Ça saute aux yeux, même si on pouvait le pressentir. Une monomanie accapare la majeure partie des discussions. C'est le point central de la pensée, le seul sujet véritablement digne d'intérêt. On se croirait dans “L'Heure des Pros” si l'Arcom et la justice n'existaient pas ou sur un courrier des lecteurs non modéré de Valeurs Actuelles. Si l'immigration, les étrangers, les musulmans n'étaient pas jusqu'ici les principales préoccupations de Gontrand, ça ne peut que le devenir très vite.
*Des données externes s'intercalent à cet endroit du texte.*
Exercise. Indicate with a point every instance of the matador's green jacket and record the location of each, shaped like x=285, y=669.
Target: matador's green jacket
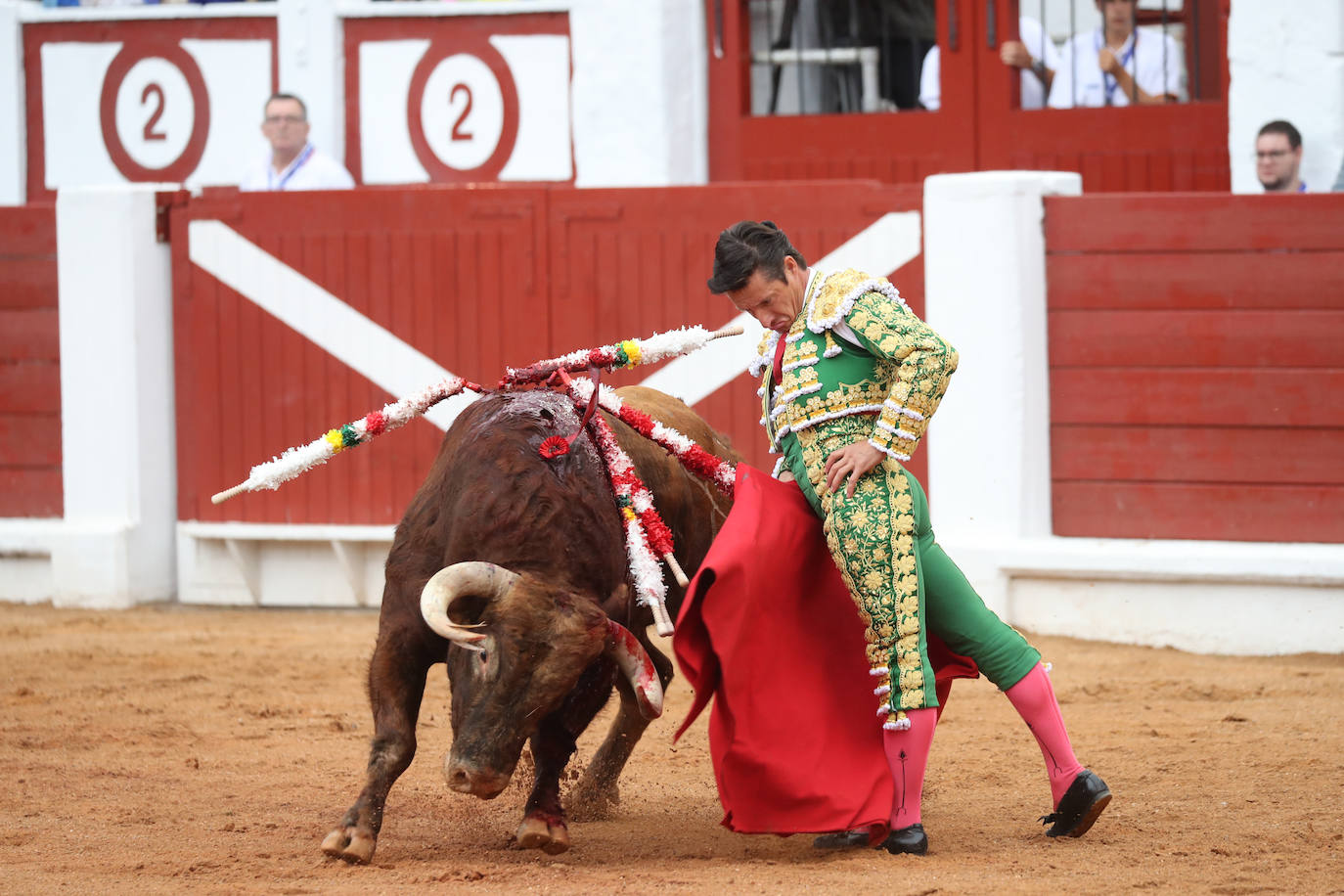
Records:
x=859, y=364
x=898, y=371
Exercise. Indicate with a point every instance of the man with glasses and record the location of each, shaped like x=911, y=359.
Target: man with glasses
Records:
x=293, y=162
x=1278, y=156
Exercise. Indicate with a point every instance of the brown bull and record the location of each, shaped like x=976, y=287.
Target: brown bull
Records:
x=521, y=569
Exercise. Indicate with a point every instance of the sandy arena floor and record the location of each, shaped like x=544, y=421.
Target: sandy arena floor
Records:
x=184, y=749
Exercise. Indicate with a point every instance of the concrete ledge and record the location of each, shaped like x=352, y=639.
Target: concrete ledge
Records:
x=281, y=565
x=27, y=574
x=1206, y=597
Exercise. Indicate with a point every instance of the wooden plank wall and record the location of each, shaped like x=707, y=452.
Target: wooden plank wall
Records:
x=474, y=278
x=1196, y=355
x=29, y=364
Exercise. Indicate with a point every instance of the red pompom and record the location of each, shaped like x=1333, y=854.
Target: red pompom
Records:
x=637, y=421
x=554, y=446
x=660, y=538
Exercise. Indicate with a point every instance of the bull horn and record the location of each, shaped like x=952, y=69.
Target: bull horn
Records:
x=482, y=579
x=635, y=664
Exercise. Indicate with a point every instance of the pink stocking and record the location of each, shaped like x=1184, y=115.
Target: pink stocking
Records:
x=944, y=691
x=908, y=755
x=1035, y=701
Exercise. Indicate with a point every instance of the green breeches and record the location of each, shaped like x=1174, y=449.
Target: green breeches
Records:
x=902, y=582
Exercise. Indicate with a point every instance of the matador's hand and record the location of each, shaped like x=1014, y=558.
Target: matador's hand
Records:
x=851, y=463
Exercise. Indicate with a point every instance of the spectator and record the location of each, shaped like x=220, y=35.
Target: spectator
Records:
x=905, y=31
x=293, y=162
x=1278, y=157
x=1118, y=65
x=1035, y=54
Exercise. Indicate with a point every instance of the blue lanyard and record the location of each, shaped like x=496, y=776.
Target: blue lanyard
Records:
x=1124, y=61
x=290, y=172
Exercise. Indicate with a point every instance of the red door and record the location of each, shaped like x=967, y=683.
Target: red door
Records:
x=1176, y=147
x=897, y=147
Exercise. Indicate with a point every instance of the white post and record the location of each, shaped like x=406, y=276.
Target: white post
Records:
x=312, y=67
x=985, y=293
x=13, y=156
x=117, y=431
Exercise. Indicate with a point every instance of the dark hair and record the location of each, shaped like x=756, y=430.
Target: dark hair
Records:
x=1279, y=126
x=746, y=247
x=302, y=107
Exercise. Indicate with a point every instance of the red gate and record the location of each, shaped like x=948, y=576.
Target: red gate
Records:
x=29, y=364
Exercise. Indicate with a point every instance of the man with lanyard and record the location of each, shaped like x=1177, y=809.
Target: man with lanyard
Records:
x=293, y=162
x=851, y=378
x=1118, y=66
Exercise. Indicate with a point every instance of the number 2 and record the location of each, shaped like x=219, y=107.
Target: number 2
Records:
x=150, y=133
x=457, y=125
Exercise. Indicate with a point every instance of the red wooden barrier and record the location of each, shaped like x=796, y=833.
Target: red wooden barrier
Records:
x=1196, y=349
x=473, y=278
x=29, y=364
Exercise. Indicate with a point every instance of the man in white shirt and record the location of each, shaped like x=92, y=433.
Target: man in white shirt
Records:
x=1035, y=55
x=1117, y=65
x=293, y=162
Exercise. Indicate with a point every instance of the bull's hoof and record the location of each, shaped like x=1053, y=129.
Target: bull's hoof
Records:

En langage plus ou moins codé, la haine primaire, brutale, s'étale librement, est reprise, likée et retweetée. Qu'on en fasse des mèmes, de l'humour, des chansons, des commentaires cyniques ou des lâchages, qu'on y parle de racailles, de chances pour la France, de migrants, de petits anges partis trop tôt, de sauvages, d'islamistes, de bogmoules, de barbares, de muzz, c'est toujours la même population qui est visée, le même racisme qui s'exprime. 

Illustration 4
© Capture X

Parce que sous le vernis de la "culture", de la religion, de la délinquance ou de l'incivilité, c'est bien l'origine et la couleur de peau qui gênent. Les "y'en a des biens" n'y changent rien, les auteurs de ces posts sont racistes, pour certains sans même en avoir vraiment conscience, baignant en permanence dans ces eaux boueuses et ressassant leurs justifications bancales jusqu'à l’auto-suggestion.

Au final, c'est pourtant simple : ils embaucheront Antoine plutôt qu'Ahmed, et, serviables, prendront en stop Michel ou Francine mais pas Mamadou ou Fatiha.

L'angoisse irrationnelle mais permanente d'être submergé et remplacé jusqu'à devenir étranger dans son propre pays grandit, même si elle n'a aucun fondement, même si elle est démentie par la vie courante. S’il était réel, Gontrand focaliserait sur ça dans la vraie vie, serait effrayé ou furieux à la vue d'une femme voilée, se crisperait lorsqu’il croiserait un "arabe", craindrait pour sa vie en entendant des jeunes un peu trop mats de peau discuter un peu trop fort.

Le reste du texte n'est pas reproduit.